これは純粋に音楽を楽しむためにCDを再生しただけで、不正なツールがインストールされてしまうという企業への信頼を非常に損なう事件でした。これは日ごろからセキュリティに対する意識が強い人でも、このソフトがインストールされたことに気づくのは難しいのではないかと思います。
「rootkit」とは何か?
恐らくサーバ管理などのお仕事をされている方はよくご存知かと思いますが、不正アクセスを行うクラッカーが用いるツールです。
・クラッカー
「PCのデータを悪意をもって破壊や改ざんする人間。ハッカーと混同されがちだが、ハッカーはPC技術に精通した人、クラッカーはその技術を悪用する人、という区別が一応ある」
クラッカーはサーバに侵入すると、いきなり情報の抜き出しから始めるわけではなくまずは再侵入のためのバックドアを設置、侵入の証拠の削除等を行います。それらクラッカーの作業を助けるツールが「rootkit」になります。
ログの消去を行われ、さらに不正なツールを隠蔽されてしまうと、不正アクセスを見つけるのはかなり困難な状態になります。
今回の事件に潜むセキュリティ・ホール
今回、ソニーBMGは「音楽CDの不正コピーを防ぐため」にCDにこのツールをセットしました。これまでCCCDなどのように、不正コピーに対する対策がいろいろと試され、不正コピーが死活問題と成りうる企業が損失を防ぐための手法の一環として導入されてきました。企業の選択肢としては考えてもおかしくない方法ではあります。(ただし法的に問題がある場合がありますが)

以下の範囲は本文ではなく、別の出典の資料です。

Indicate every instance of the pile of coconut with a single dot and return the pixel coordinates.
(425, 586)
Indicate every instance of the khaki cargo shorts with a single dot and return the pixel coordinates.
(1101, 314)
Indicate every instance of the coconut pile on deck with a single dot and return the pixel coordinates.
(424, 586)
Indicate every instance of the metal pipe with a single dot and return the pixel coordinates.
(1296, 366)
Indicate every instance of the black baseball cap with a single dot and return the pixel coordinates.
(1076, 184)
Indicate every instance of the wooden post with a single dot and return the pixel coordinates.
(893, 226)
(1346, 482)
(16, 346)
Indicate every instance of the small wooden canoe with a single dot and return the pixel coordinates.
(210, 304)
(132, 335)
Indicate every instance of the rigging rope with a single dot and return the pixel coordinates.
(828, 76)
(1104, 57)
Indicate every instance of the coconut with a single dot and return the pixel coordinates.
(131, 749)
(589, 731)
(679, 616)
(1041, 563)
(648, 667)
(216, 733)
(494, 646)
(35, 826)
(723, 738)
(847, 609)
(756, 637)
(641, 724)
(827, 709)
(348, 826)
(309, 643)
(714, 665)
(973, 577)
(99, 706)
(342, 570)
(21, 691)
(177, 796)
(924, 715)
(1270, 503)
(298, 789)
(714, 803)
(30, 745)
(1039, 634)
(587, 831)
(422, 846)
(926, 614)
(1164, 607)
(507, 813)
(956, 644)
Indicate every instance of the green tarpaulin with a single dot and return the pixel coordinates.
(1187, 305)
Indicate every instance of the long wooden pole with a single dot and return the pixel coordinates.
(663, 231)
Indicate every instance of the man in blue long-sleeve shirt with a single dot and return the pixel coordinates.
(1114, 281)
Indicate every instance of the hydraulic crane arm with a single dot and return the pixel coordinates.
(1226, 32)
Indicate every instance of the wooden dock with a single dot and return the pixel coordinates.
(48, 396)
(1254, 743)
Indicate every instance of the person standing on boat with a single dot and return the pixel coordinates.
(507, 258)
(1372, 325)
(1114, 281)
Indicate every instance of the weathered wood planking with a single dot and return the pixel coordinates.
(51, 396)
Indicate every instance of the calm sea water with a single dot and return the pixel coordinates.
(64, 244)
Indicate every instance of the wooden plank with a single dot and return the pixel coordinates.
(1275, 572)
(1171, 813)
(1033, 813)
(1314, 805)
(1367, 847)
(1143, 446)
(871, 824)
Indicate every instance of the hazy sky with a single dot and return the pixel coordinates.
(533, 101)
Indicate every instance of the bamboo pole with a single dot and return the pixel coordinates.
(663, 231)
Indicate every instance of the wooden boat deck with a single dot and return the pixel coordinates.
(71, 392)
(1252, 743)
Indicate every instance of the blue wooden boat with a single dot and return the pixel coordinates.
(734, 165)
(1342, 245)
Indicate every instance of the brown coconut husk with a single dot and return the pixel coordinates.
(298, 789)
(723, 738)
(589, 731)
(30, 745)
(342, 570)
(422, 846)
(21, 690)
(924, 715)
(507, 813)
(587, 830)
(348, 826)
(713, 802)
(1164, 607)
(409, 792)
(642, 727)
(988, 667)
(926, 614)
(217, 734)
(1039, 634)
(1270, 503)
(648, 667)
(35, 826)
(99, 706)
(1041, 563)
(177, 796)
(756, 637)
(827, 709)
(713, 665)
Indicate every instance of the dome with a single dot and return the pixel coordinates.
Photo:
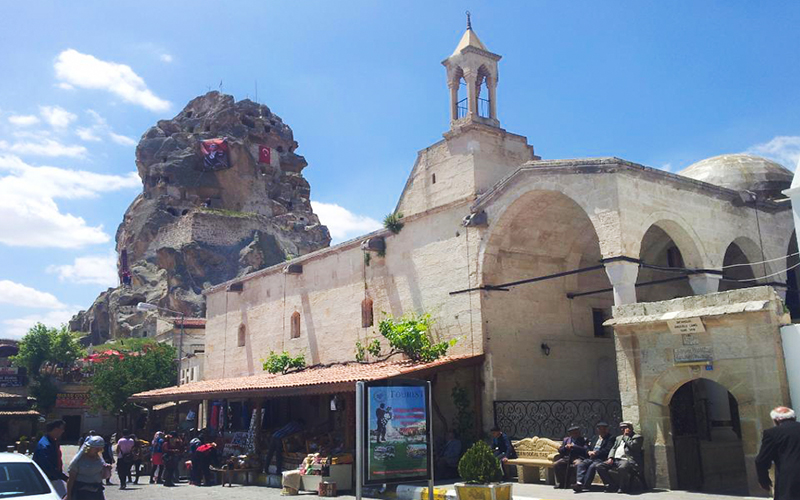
(742, 172)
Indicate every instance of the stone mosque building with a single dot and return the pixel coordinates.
(576, 289)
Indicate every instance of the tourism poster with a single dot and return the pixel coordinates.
(397, 434)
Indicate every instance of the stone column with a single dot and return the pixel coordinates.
(453, 100)
(622, 275)
(704, 283)
(472, 94)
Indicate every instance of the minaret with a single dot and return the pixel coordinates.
(472, 64)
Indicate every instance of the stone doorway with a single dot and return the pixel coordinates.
(707, 439)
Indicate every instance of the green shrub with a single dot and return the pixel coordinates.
(479, 465)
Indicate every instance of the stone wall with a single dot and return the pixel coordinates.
(742, 330)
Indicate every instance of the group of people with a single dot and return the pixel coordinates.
(615, 459)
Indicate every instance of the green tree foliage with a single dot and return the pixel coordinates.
(479, 465)
(43, 352)
(145, 366)
(410, 335)
(57, 347)
(283, 362)
(464, 419)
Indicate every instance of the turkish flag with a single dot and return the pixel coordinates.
(264, 154)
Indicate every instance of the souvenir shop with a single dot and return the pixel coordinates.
(313, 412)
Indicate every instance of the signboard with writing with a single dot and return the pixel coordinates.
(72, 400)
(396, 435)
(686, 326)
(694, 354)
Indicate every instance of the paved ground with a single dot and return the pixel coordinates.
(183, 491)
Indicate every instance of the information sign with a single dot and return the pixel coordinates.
(396, 439)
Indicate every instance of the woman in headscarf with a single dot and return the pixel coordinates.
(157, 456)
(87, 471)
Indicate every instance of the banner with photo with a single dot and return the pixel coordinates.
(397, 434)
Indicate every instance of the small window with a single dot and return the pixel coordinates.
(366, 313)
(295, 325)
(242, 335)
(674, 257)
(599, 316)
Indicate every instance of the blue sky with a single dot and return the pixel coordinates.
(360, 83)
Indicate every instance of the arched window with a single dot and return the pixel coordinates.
(295, 325)
(242, 335)
(366, 313)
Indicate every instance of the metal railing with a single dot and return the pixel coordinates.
(552, 417)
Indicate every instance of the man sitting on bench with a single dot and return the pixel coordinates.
(572, 450)
(598, 448)
(624, 457)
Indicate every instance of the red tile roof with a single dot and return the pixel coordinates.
(314, 380)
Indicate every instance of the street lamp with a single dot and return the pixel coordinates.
(146, 306)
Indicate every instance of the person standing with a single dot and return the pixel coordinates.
(598, 448)
(157, 458)
(781, 445)
(124, 458)
(572, 450)
(624, 456)
(48, 455)
(87, 471)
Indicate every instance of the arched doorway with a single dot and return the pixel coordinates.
(659, 249)
(707, 439)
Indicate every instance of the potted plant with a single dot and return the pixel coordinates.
(480, 470)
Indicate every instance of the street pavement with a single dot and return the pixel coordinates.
(184, 491)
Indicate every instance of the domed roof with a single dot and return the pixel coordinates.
(742, 172)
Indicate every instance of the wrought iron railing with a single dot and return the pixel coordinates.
(551, 418)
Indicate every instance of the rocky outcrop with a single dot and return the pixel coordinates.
(195, 225)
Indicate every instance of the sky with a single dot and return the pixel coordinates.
(361, 84)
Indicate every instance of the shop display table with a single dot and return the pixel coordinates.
(341, 474)
(227, 475)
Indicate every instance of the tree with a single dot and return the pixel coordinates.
(143, 366)
(43, 352)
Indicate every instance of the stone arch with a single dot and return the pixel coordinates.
(741, 251)
(667, 244)
(659, 432)
(543, 232)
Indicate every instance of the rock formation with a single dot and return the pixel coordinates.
(196, 225)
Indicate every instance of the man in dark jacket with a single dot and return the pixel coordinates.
(781, 446)
(571, 452)
(598, 448)
(48, 451)
(623, 457)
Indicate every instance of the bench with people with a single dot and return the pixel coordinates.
(575, 462)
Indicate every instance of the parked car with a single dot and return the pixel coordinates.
(21, 478)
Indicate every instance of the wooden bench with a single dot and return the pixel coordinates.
(534, 454)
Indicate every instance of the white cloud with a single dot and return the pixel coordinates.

しかし今回の手法は「新たな脅威をもたらす可能性がある」ということが非難の対象となりました。この不正コピー防止ツールにはセキュリティホールがあり、悪意ある第三者がコンピュータを乗っ取ることができてしまう以上、ユーザーは全く意識することなく自らセキュリティホールを作ってしまっていたことになります。
対策について
おそらく「rookit」がインストールされてしまったことに気づくユーザーはごく一部かと思います。そうなった場合に備えて、
・ファイアーウォールソフトを導入する
・ウイルス・スパイウェアスキャンを定期的に実行する
・不正なプロセスを確認する
といった方法が考えられますが、このrootkitにこれらの対策を回避する機能があれば防ぐことは難しいかと思います。
今回の事件の教訓として、CDの再生というセキュリティを気にしないで行えた行為であったとしても、スパイウェアが入り込む余地があることが分かりました。そのため、一番の対策として、個人が「セキュリティに対する情報収集」を半ば義務として行わざるを得ない日も近いのではないでしょうか。